Auf Topcoat wurde in den Bilgen und auch in der Segellast im Bug vollständig verzichtet, man kann bis auf den Balsaholzkern schauen. Die Aufteilung ist ähnlich der einer klassischen Eigner-Version: zwei Kabinen samt Bädern an Backbord, wobei die Vorschiffs-Doppelkoje mit einer Länge von zwei Metern und einer Schulterbreite von ebenfalls zwei Metern (bei einer Fußbreite von 1,70 Metern) ungewöhnlicherweise die größere der beiden ist.
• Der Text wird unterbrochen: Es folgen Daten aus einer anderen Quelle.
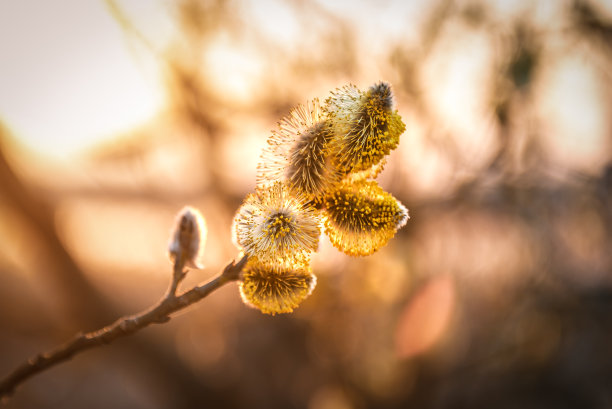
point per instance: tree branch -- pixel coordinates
(124, 326)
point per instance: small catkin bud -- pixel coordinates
(188, 238)
(273, 289)
(360, 217)
(366, 127)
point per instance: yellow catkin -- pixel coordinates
(273, 289)
(366, 127)
(298, 153)
(277, 226)
(360, 217)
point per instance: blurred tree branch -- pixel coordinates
(124, 326)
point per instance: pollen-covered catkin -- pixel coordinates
(365, 127)
(360, 217)
(277, 226)
(298, 153)
(274, 289)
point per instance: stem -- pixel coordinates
(124, 326)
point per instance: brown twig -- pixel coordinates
(124, 326)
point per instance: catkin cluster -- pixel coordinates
(317, 173)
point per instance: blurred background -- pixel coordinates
(497, 293)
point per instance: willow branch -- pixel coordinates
(124, 326)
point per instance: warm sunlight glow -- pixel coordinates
(70, 77)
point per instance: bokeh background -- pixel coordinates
(497, 293)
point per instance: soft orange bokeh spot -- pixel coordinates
(425, 318)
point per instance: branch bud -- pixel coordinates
(188, 238)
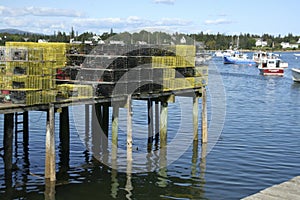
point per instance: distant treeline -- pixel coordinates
(209, 41)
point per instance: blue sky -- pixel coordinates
(185, 16)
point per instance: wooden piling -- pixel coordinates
(49, 193)
(163, 123)
(129, 128)
(150, 121)
(114, 131)
(96, 138)
(8, 141)
(204, 116)
(25, 130)
(195, 116)
(115, 125)
(156, 122)
(64, 137)
(105, 127)
(87, 124)
(105, 119)
(50, 172)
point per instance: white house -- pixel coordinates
(261, 43)
(183, 40)
(285, 45)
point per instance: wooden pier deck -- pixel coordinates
(289, 190)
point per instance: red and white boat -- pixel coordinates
(271, 67)
(261, 56)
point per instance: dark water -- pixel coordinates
(259, 147)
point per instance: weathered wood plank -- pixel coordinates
(288, 190)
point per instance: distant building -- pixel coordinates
(261, 43)
(42, 41)
(141, 42)
(116, 42)
(286, 45)
(183, 40)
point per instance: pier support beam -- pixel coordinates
(105, 119)
(163, 123)
(114, 131)
(129, 128)
(96, 130)
(195, 116)
(150, 122)
(25, 130)
(50, 172)
(156, 122)
(64, 137)
(8, 143)
(87, 124)
(204, 116)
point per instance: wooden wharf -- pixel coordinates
(289, 190)
(100, 106)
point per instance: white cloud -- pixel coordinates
(169, 2)
(218, 21)
(38, 11)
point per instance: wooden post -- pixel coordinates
(156, 122)
(150, 122)
(195, 116)
(204, 116)
(49, 193)
(129, 128)
(87, 125)
(104, 134)
(25, 130)
(114, 131)
(163, 123)
(64, 137)
(8, 141)
(105, 119)
(50, 172)
(96, 138)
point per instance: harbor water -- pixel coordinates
(259, 146)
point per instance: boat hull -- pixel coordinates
(237, 61)
(272, 72)
(296, 74)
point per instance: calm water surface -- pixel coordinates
(259, 147)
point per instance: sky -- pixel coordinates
(228, 17)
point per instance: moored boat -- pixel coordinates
(271, 67)
(239, 59)
(296, 74)
(261, 56)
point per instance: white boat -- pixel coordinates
(271, 67)
(238, 58)
(223, 53)
(296, 74)
(260, 56)
(297, 54)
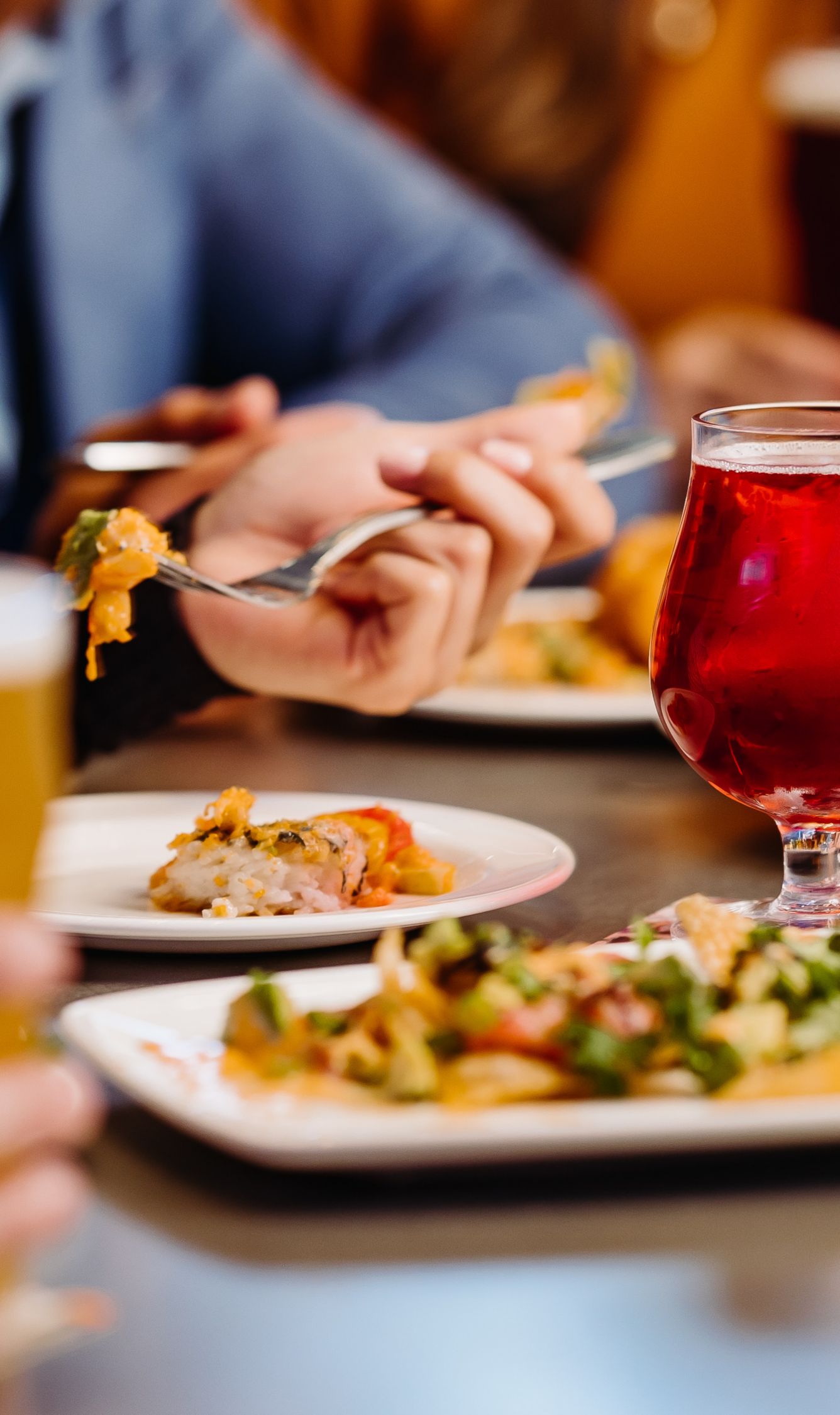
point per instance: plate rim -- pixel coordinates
(746, 1125)
(631, 709)
(157, 931)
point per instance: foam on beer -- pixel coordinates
(784, 456)
(36, 636)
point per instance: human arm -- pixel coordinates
(334, 650)
(47, 1107)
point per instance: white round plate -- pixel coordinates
(543, 705)
(101, 850)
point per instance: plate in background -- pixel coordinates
(543, 705)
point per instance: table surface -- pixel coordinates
(599, 1289)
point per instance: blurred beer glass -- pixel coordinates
(804, 91)
(35, 657)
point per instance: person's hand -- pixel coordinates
(394, 624)
(226, 426)
(47, 1107)
(723, 355)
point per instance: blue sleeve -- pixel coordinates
(345, 265)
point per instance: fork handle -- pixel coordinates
(304, 574)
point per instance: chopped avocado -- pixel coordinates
(446, 1042)
(643, 935)
(412, 1074)
(78, 552)
(474, 1014)
(328, 1023)
(517, 972)
(440, 946)
(818, 1028)
(497, 941)
(259, 1015)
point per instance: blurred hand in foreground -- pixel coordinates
(47, 1107)
(723, 355)
(394, 624)
(228, 426)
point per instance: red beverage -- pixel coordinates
(746, 660)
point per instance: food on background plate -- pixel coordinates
(609, 652)
(604, 388)
(484, 1016)
(228, 867)
(104, 557)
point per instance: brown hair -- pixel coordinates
(536, 103)
(532, 99)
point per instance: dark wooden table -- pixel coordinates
(649, 1287)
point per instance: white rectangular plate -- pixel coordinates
(285, 1133)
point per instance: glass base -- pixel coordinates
(776, 913)
(782, 914)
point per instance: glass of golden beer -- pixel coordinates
(36, 644)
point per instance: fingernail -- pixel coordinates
(72, 1097)
(404, 463)
(508, 456)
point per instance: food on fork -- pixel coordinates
(609, 652)
(604, 388)
(485, 1015)
(104, 557)
(228, 867)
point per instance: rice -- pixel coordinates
(226, 868)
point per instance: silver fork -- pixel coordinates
(300, 578)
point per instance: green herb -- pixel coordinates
(80, 551)
(818, 1028)
(270, 1001)
(446, 1042)
(474, 1014)
(328, 1023)
(497, 941)
(764, 935)
(521, 977)
(440, 946)
(643, 935)
(605, 1059)
(714, 1063)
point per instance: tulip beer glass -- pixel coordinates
(746, 654)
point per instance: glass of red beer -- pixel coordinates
(746, 653)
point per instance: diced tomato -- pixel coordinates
(531, 1028)
(399, 831)
(626, 1014)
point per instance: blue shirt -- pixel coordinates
(27, 67)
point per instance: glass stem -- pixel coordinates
(810, 892)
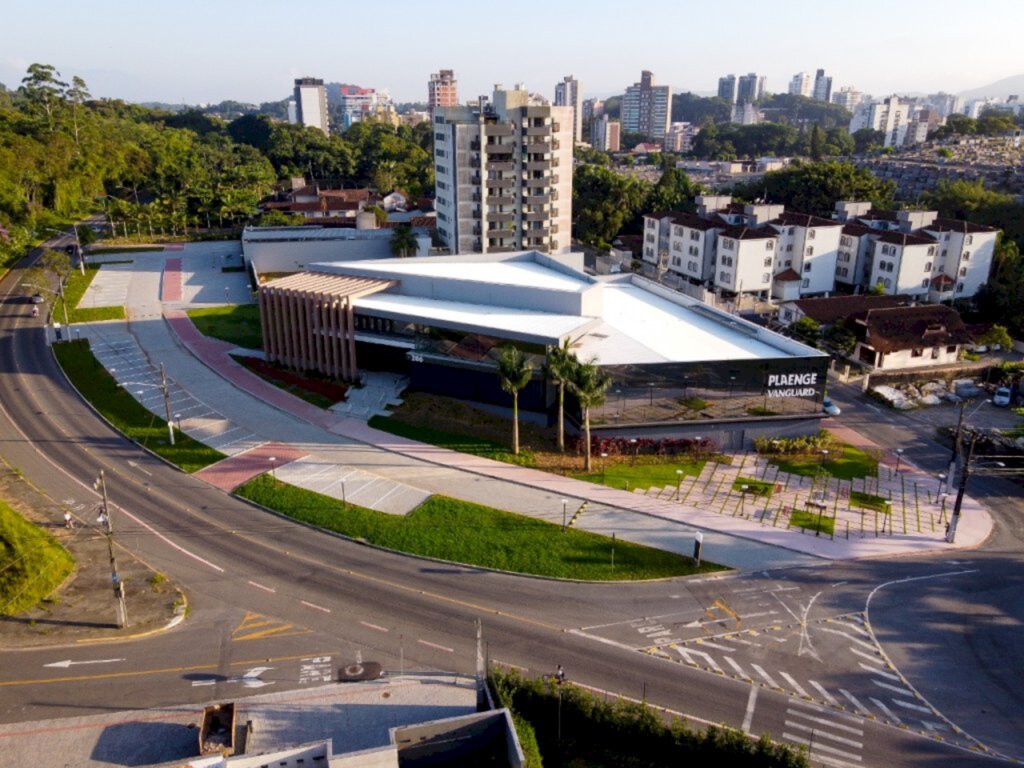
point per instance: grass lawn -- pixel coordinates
(32, 563)
(648, 472)
(809, 521)
(237, 325)
(754, 487)
(74, 291)
(867, 501)
(464, 443)
(119, 408)
(475, 535)
(853, 463)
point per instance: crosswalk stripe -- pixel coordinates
(888, 713)
(915, 708)
(853, 699)
(824, 694)
(796, 686)
(766, 676)
(819, 747)
(738, 670)
(876, 671)
(823, 734)
(824, 721)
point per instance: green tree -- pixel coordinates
(514, 372)
(403, 241)
(559, 369)
(590, 385)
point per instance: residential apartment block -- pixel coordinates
(647, 108)
(442, 90)
(310, 103)
(568, 93)
(765, 250)
(504, 174)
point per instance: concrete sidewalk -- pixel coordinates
(734, 535)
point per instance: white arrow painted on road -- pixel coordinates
(134, 465)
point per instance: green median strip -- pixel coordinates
(33, 563)
(474, 535)
(125, 413)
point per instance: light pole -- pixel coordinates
(121, 609)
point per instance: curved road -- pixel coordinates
(338, 598)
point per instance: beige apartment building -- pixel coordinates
(504, 174)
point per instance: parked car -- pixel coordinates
(1001, 397)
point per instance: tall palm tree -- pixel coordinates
(590, 385)
(403, 241)
(559, 369)
(515, 372)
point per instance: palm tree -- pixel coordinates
(403, 241)
(559, 370)
(515, 372)
(590, 385)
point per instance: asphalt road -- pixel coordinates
(269, 596)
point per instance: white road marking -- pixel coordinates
(796, 686)
(768, 679)
(868, 656)
(686, 653)
(915, 708)
(435, 645)
(749, 717)
(823, 734)
(853, 699)
(888, 713)
(824, 694)
(737, 668)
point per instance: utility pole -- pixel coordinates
(965, 474)
(167, 401)
(121, 609)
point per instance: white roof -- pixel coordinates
(521, 273)
(525, 325)
(639, 327)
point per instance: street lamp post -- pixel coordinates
(120, 608)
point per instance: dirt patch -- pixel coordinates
(83, 607)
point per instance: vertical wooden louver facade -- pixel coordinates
(308, 322)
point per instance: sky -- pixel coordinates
(205, 51)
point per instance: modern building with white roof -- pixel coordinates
(443, 320)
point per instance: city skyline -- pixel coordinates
(209, 53)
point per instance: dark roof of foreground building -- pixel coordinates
(896, 329)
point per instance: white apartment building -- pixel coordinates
(809, 246)
(646, 108)
(568, 93)
(605, 134)
(310, 103)
(504, 174)
(801, 84)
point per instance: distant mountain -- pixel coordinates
(1000, 88)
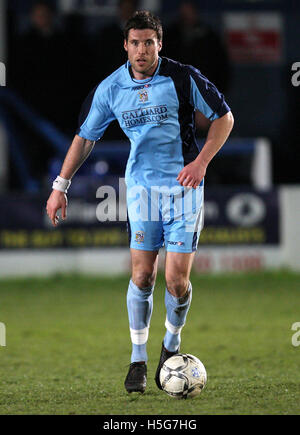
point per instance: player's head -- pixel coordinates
(143, 41)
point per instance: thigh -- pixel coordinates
(145, 233)
(144, 267)
(181, 234)
(178, 267)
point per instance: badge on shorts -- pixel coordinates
(139, 236)
(143, 96)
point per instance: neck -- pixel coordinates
(145, 74)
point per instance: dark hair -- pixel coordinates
(143, 20)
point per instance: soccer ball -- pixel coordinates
(183, 376)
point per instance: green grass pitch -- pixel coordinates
(68, 348)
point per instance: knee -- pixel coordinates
(144, 279)
(177, 285)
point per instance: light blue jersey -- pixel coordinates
(157, 115)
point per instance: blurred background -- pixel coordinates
(53, 53)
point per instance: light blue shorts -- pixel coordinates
(163, 216)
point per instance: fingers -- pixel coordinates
(64, 211)
(52, 216)
(187, 181)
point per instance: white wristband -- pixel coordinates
(61, 184)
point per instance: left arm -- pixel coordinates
(192, 174)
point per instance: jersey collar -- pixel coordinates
(149, 79)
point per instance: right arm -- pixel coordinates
(76, 155)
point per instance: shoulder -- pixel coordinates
(174, 68)
(113, 80)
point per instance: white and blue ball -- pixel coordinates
(183, 376)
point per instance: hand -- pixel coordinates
(192, 174)
(56, 201)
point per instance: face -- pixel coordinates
(143, 48)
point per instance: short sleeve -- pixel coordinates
(95, 115)
(205, 97)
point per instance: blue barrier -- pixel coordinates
(115, 153)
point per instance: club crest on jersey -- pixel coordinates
(139, 236)
(143, 96)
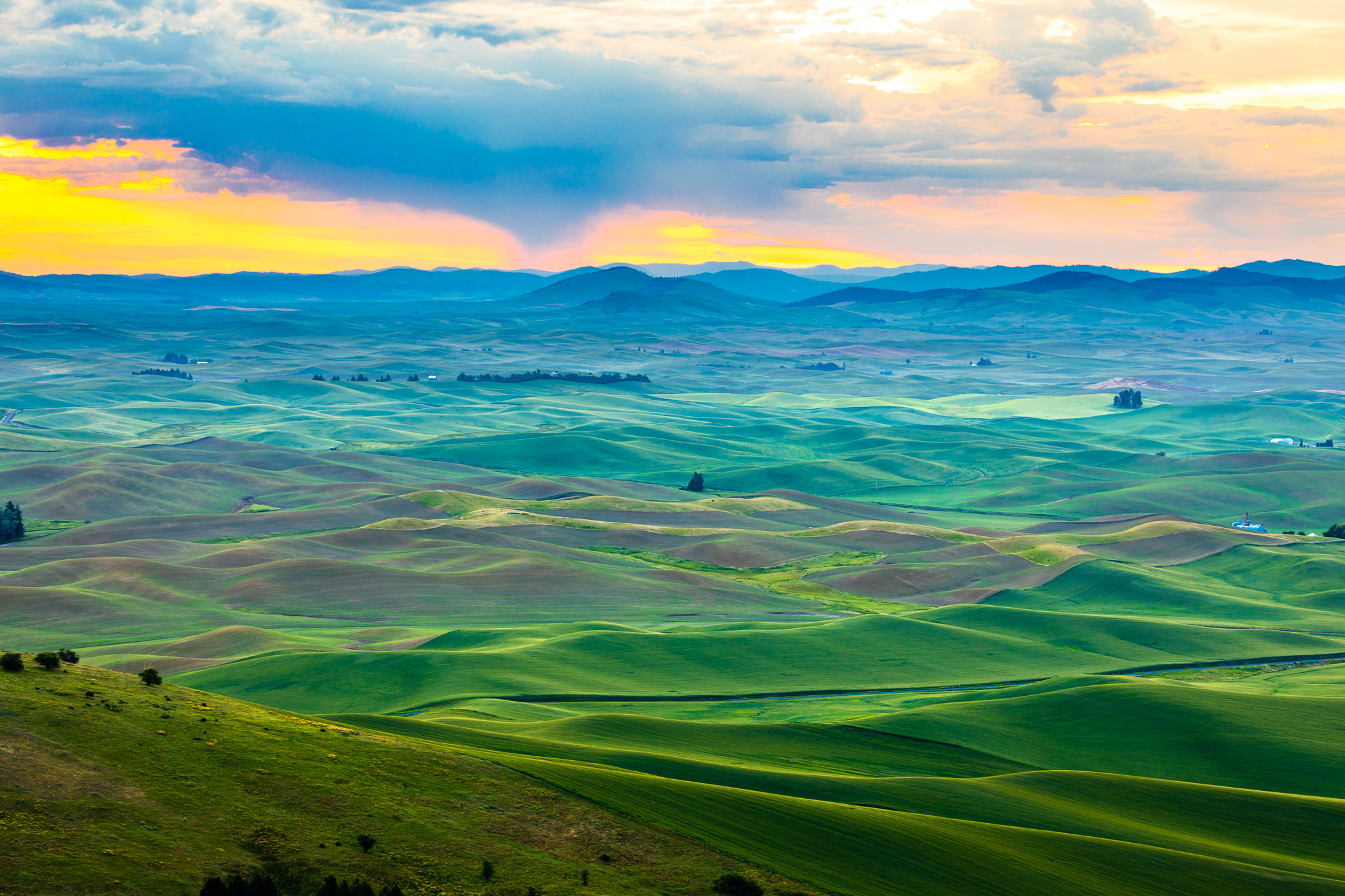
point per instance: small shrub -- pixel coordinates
(736, 885)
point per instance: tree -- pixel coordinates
(1129, 398)
(736, 885)
(11, 523)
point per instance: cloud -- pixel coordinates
(544, 116)
(468, 70)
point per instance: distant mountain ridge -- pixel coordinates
(1208, 284)
(586, 284)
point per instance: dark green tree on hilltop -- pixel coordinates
(1129, 399)
(11, 523)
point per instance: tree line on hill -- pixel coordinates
(159, 371)
(263, 884)
(11, 523)
(1128, 398)
(602, 379)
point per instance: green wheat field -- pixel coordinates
(931, 628)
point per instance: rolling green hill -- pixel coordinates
(114, 788)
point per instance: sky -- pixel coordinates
(191, 136)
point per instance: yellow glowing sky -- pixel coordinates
(1191, 133)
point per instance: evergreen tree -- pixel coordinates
(1129, 399)
(11, 523)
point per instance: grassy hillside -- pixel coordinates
(1149, 727)
(115, 788)
(873, 652)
Im Heck ist die Doppelkoje 2,02 Meter lang und lediglich 1,60 Meter breit, was relativ schmal erscheint dafür, dass die Achterkoje der deutlich kleineren Schwester Excess 11 ein Maß von zwei mal zwei Metern besitzt. An Steuerbord ist die Heckkoje identisch, daran angeschlossen befindet sich (wie üblich) ein Schreibtisch, doch das Badezimmer mit Dusche ist nicht im Bug angeordnet, sondern achterlich, aber im vorderen Drittel seitlich an Steuerbord. Dies hat den Nachteil, dass das Badezimmer für eine Eigner-Version überraschend klein ausfällt, mit knappen Durchgangsmaßen von nur 60 Zentimetern zwischen Klo und Waschbecken. Auch die Dusche ist mit einem Maß von 61 mal 67 Zentimetern eher eng bemessen für eine Eignerversion. Doch das kleinere und versetzte Badezimmer machte es den Entwicklern möglich, im Vorschiff einen Multifunktionsraum unterzubringen, der entweder als begehbarer Kleiderschrank und Lagerraum genutzt werden kann oder aber durch Herunterklappen zweier Matratzen als vierte Kabine.
Die Installationen auf dem Testboot wirken zum Teil ein bisschen roh. Etwa sind im Maschinenraum nicht gekürzte, viel zu lange Kabel mit Kabelbindern zusammengeschnürt. Ein paar Dinge auf dem Boot sind zudem so gewollt anders gelöst, dass wenig Raum für konventionelle Lösungen oder eigene Ideen bleibt. Eine Besonderheit der Excess-Serie ist beispielsweise, nur einen Plotter an einem Steuerstand anzubieten und im Salon ein Tablet in einer festen Halterung zu fahren, auf das die Daten des Plotters gespiegelt werden. Doch wenn ein Eigner einen zweiten, vollwertigen Plotter im Salon montieren möchte, dann geht das nur umständlich und sozusagen auf Putz, weil es keine dafür vorgesehene Blende gibt. Auch nicht für andere Instrumente, weder draußen noch drinnen. Man muss das Konzept „Excess“ also selbst leben oder sich zu eigen machen, um mit allen Detaillösungen „d’accord“ zu gehen. Doch der vergleichsweise günstige Basispreis von 618.800 Euro für ein sehr großes und ausgezeichnet segelndes Schiff erleichtert es im Zweifel dem neuen Eigner, einige Zugeständnisse zu machen.
GFK-Sandwichkonstruktion mit Polyesterharz, Rumpf in Vakuum-Infusion, Deck im Injektionsverfahren
Das Squaretopp-Groß und der längere Mast bringen zwölf Quadratmeter mehr Segelfläche
Zwei Yanmar-Diesel mit je 45 PS. Für einen Aufpreis (2.629 Euro) gibt es ein Upgrade auf 57 PS
Stand 11/23. Wie die ausgewiesenen Preise definiert sind, finden Sie hier!
Das obligatorische Paket (31.900 Euro) macht den Excess segelklar. Es enthält einen Landstrom-Anschluss, die Navigations-Elektronik von Garmin, eine Elektrowinsch, den Steuersitz und weitere Extras
Für 25.347 Euro mehr wird aus dem Excess 14 ein Leichtwind-Renner. Kohlefaser-Räder und bessere Segel inklusive
Zwei Biminis (17.838 Euro), elektronische Gashebel (12.423 Euro) und Solarpaneele (16.124 Euro), ein zusätzlicher Wassertank (1.451 Euro) und ein Code Zero (19.560 Euro) vervollständigen das Paket
Ein gelungenes Schiff für Performance-orientierte Segler. Für Eigner, die sich zu Hause auf Ikea-Möbeln zurechtfinden, bietet der Excess 14 ein gutes Preis-Leistungs-Verhältnis.